Stavridis hopes he can stoke the public’s recognition of the grim consequences of Sino-U.S. escalation. His page-turner — “crisply written and well-paced,” as The Washington Post’s review describes it — involves a cinematic cast of characters: A sphinx-like Chinese defense attache who loves munching on M&Ms; a gnarled, three-fingered brigadier general of the Iranian Revolutionary Guard; a maverick U.S. fighter pilot gripped by World War II nostalgia; an overworked Indian American White House deputy national security adviser whose family connections in the motherland influence the course of the war.
Beyond the fiction, though, is a road map to war that could easily translate to the real world. “The novel lays out a pretty plausible ladder of escalation that goes from a conventional attack to a second conventional attack to a third conventional attack to America deciding to pull a tactical nuclear weapon and use it,” Stavridis said. “That’s more real [a prospect] than I wish it were.”
The action in “2034″ takes place 15 years from when Stavridis and Ackerman began writing the book, a framing of the future that allowed them to “create a world where the technology is roughly the same, but the underlying tensions are going to be coming to a head,” Stavridis said, acknowledging “the timeline of China’s advance, its military, its artificial intelligence capabilities, its cyber-capabilities.”
In their telling, China’s Belt and Road Initiative has expanded from its network of infrastructure and economic deals into a significant geopolitical enterprise that includes enhanced security relationships with countries such as Iran. The United States, meanwhile, has an unnamed female president who is intriguingly not affiliated with either of the two traditional political parties. The post-partisan administration she leads still cannot avoid the miscalculations and blind spots that see a maritime dispute explode into ruinous global war.

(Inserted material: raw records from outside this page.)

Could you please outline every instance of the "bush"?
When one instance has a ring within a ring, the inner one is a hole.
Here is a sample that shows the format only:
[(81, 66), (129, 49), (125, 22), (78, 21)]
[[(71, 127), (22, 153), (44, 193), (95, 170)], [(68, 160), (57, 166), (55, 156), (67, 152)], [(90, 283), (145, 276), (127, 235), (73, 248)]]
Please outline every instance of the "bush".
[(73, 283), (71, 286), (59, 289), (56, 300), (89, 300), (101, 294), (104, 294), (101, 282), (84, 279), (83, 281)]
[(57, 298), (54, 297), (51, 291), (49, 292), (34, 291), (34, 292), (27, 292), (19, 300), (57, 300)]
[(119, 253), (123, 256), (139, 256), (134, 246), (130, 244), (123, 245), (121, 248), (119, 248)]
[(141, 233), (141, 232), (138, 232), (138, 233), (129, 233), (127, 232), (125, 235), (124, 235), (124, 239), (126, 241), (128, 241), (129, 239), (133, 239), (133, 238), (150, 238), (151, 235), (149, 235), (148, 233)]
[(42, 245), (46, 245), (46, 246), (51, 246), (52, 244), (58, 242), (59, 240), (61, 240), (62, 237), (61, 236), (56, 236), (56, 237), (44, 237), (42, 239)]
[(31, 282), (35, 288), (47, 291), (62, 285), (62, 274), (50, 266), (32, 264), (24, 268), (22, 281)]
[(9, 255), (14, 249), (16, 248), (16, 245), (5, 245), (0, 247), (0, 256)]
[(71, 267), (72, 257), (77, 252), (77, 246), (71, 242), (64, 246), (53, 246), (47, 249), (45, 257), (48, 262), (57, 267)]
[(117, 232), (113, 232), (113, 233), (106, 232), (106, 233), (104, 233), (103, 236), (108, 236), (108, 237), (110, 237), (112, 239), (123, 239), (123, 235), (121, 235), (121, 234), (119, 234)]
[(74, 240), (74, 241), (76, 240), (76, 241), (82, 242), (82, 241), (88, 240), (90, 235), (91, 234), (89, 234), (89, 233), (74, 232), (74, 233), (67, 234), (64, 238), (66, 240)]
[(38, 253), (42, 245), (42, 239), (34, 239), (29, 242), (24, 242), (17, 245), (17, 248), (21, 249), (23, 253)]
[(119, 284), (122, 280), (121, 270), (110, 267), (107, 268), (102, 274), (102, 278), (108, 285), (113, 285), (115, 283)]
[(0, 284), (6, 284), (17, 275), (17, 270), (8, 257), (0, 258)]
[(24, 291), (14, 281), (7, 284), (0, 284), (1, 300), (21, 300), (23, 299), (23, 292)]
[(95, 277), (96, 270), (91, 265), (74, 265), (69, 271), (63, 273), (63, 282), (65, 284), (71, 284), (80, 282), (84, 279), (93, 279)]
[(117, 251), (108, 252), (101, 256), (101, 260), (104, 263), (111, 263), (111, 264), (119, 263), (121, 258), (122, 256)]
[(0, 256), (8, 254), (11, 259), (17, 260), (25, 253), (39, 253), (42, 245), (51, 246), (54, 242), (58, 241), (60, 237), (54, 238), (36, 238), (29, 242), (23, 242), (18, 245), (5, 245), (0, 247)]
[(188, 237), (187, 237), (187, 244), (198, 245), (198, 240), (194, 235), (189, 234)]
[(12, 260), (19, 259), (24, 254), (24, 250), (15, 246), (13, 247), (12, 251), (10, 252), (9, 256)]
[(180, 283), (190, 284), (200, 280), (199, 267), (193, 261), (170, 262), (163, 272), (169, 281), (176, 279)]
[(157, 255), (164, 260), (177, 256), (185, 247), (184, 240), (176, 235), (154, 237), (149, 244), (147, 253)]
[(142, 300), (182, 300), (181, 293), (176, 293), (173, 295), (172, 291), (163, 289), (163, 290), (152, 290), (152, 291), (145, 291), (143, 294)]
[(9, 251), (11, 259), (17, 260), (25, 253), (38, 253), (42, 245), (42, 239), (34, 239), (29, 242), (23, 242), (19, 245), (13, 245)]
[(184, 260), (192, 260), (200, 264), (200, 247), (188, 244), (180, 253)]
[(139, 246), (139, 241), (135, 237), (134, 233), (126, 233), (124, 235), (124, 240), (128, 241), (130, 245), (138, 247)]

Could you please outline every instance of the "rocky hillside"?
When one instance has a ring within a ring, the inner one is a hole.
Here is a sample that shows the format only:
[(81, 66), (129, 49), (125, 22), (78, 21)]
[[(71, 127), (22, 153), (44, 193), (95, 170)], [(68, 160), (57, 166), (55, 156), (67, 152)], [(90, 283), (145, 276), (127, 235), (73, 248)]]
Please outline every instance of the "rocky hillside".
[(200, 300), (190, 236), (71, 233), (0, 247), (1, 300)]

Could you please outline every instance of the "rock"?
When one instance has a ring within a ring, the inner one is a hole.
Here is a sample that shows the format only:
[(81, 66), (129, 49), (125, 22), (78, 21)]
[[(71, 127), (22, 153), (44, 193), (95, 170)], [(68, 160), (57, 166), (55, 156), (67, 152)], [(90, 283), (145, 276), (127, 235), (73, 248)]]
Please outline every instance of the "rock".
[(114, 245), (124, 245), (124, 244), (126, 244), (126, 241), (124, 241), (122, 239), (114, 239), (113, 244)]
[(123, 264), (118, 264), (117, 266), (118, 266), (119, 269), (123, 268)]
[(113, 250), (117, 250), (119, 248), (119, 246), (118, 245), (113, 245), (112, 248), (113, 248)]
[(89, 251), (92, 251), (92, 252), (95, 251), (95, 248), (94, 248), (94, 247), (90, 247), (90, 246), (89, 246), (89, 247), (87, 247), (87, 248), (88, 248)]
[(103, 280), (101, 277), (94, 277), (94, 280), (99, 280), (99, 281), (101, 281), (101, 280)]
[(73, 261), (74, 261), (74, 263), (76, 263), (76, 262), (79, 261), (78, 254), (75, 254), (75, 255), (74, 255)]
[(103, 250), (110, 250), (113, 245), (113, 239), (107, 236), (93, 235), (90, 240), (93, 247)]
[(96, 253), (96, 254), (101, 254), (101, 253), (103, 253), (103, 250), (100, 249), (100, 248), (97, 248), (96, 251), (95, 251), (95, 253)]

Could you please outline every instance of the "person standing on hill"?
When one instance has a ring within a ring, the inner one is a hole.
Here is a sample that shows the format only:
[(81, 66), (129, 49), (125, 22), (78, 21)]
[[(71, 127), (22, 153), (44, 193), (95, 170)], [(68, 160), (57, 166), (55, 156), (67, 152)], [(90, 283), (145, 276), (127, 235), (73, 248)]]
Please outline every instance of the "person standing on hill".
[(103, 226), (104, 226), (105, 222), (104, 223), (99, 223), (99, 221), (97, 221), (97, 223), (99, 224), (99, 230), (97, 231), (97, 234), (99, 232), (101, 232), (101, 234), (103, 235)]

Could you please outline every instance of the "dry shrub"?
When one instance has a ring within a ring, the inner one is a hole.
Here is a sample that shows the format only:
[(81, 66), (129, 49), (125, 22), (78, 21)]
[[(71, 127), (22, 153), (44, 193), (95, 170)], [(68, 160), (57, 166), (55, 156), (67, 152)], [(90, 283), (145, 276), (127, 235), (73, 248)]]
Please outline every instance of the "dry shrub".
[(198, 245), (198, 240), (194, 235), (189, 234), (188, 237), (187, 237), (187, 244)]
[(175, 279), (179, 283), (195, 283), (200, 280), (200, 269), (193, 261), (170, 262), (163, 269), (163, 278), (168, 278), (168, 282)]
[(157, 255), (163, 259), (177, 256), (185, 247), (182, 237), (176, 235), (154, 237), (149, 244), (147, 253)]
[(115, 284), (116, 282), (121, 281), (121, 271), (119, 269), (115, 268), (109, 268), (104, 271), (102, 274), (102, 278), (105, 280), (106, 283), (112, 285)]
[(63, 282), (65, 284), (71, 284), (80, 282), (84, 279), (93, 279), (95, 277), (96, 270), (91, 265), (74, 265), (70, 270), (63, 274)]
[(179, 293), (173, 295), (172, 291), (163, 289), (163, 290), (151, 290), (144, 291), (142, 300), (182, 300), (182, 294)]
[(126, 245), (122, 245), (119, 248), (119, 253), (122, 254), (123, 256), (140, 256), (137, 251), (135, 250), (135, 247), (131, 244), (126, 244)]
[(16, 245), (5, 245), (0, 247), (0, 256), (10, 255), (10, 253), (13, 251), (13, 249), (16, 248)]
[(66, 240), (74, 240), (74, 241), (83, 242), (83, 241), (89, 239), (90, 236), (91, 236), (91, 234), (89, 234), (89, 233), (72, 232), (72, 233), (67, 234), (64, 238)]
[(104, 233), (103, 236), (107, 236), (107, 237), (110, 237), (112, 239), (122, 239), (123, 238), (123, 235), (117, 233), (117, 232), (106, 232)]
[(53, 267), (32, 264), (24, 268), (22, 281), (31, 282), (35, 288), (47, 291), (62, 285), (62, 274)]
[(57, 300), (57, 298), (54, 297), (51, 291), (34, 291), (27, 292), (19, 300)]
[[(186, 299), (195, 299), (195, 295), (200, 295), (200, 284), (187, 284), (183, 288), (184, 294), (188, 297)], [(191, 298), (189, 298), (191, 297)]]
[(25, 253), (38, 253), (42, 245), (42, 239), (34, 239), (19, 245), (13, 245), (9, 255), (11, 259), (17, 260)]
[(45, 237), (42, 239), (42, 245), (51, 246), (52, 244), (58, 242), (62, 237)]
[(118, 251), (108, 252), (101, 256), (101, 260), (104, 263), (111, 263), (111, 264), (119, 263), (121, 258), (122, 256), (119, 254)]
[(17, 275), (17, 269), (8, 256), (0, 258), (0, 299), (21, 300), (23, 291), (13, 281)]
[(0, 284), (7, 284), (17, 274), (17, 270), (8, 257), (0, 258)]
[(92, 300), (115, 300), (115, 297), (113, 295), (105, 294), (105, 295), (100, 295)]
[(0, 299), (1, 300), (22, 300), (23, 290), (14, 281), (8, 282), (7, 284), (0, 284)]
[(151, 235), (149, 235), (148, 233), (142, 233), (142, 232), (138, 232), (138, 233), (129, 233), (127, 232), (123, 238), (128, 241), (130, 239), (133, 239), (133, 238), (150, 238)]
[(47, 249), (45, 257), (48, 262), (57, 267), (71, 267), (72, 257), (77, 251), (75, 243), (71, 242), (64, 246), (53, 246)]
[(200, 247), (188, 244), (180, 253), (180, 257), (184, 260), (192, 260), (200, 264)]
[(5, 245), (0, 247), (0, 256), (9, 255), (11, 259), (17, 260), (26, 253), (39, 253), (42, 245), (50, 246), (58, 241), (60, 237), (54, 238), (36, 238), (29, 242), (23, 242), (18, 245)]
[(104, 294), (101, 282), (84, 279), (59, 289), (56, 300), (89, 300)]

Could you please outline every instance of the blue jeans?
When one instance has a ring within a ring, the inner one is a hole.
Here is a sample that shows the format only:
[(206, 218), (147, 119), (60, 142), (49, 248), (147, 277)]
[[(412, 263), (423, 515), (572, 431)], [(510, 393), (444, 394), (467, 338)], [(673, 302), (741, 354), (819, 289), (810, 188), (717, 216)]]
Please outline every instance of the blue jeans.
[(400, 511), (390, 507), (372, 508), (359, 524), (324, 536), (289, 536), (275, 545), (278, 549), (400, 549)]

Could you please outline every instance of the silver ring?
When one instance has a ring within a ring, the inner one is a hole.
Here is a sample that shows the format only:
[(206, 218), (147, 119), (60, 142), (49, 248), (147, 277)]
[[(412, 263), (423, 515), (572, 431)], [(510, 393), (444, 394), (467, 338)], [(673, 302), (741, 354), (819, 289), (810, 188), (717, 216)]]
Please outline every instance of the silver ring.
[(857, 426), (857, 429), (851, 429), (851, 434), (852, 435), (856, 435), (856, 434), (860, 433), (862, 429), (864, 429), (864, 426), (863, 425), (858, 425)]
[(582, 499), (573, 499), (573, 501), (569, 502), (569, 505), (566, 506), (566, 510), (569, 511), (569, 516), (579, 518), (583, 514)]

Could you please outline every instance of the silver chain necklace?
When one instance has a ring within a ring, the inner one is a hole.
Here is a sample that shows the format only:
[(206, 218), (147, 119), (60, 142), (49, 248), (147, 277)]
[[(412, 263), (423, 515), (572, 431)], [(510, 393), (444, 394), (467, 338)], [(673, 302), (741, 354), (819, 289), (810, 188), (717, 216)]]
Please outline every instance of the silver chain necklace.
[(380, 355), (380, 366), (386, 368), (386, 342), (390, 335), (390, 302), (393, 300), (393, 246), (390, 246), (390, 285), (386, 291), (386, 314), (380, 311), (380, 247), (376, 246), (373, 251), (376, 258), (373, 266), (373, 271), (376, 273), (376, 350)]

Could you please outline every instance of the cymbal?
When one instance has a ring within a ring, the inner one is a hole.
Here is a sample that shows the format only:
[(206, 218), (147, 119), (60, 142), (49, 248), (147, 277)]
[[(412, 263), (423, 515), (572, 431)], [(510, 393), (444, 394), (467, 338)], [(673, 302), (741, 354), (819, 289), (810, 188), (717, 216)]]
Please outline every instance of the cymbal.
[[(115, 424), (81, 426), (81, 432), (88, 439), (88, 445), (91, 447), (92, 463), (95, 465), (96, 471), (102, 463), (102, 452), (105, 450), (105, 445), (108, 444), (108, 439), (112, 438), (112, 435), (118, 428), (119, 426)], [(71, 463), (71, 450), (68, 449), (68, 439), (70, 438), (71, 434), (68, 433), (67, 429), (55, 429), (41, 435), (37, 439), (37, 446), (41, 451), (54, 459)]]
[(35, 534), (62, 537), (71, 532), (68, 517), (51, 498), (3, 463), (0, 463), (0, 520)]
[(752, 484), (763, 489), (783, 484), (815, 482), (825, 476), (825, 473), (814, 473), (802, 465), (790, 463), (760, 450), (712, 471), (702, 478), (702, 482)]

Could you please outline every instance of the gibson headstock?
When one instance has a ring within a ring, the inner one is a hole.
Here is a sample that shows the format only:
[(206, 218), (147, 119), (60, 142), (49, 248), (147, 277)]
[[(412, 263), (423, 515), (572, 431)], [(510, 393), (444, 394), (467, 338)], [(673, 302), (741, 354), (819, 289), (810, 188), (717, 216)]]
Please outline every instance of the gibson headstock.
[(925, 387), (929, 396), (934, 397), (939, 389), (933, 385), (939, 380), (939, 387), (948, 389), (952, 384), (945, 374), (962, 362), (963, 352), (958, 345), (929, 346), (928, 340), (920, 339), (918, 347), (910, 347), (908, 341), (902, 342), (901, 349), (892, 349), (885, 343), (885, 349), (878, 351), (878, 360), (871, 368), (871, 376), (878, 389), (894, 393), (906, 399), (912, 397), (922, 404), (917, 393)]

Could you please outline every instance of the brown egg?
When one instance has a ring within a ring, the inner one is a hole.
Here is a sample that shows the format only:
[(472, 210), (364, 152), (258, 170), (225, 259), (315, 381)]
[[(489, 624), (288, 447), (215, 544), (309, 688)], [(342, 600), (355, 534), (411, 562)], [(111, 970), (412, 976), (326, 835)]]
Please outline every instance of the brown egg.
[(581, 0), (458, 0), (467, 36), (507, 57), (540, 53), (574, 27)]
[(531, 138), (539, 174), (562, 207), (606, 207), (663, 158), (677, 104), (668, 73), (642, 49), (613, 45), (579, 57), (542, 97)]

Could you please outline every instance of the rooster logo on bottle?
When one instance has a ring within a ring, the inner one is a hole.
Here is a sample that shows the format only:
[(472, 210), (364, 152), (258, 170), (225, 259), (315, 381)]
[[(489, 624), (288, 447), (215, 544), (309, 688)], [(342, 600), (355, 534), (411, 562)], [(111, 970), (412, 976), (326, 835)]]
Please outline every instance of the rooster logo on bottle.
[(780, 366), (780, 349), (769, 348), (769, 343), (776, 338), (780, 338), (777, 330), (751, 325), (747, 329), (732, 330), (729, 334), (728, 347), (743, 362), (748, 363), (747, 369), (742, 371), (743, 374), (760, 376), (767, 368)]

In Washington’s national security establishment, a growing body of policy papers and think tank reports chart similar terrain. The inexorable waning of U.S. military supremacy in the Asia-Pacific region will lead to a more tense standoff. Both sides will be — or already are perceived to be — drawing “red lines” over an array of interests, from freedom of navigation in the South China Sea to Chinese claims over Taiwan. The United States may feel compelled to redeploy more of its strategic assets to China’s neighborhood, while China may grow all the more insecure as Washington beefs up its security cooperation with Asian allies.
As strategists plot a burgeoning hemispheric great game, they are also reckoning with the risks of escalation. Gen. Charles Q. Brown Jr., the chief of staff of the Air Force, told reporters last year that a conflict with an adversary like China now would see “combat attrition rates and risks … that are more akin to the World War II era than the uncontested environment to which we have become accustomed” in recent decades.
“While planning to win a war with China remains necessary, it is no longer sufficient,” warned a 2016 report from the Rand Corp. “The United States must also consider how to limit war and its costs.”
Both U.S. and Chinese officials insist that they have no interest in provoking conflict or locking horns with the other in a new Cold War. But the hubris of great powers has often instigated calamity. “Nations are like people, and they can become overconfident in ways that lead them to make bad choices,” Stavridis said. “Certainly that’s been the case for the U.S. in many occasions.”
A disastrous Sino-U.S. war is not “preordained,” he added, pointing to moments in the novel “when either side could have pulled the keys out of the car.”
“Big doors can swing on small hinges,” Stavridis said.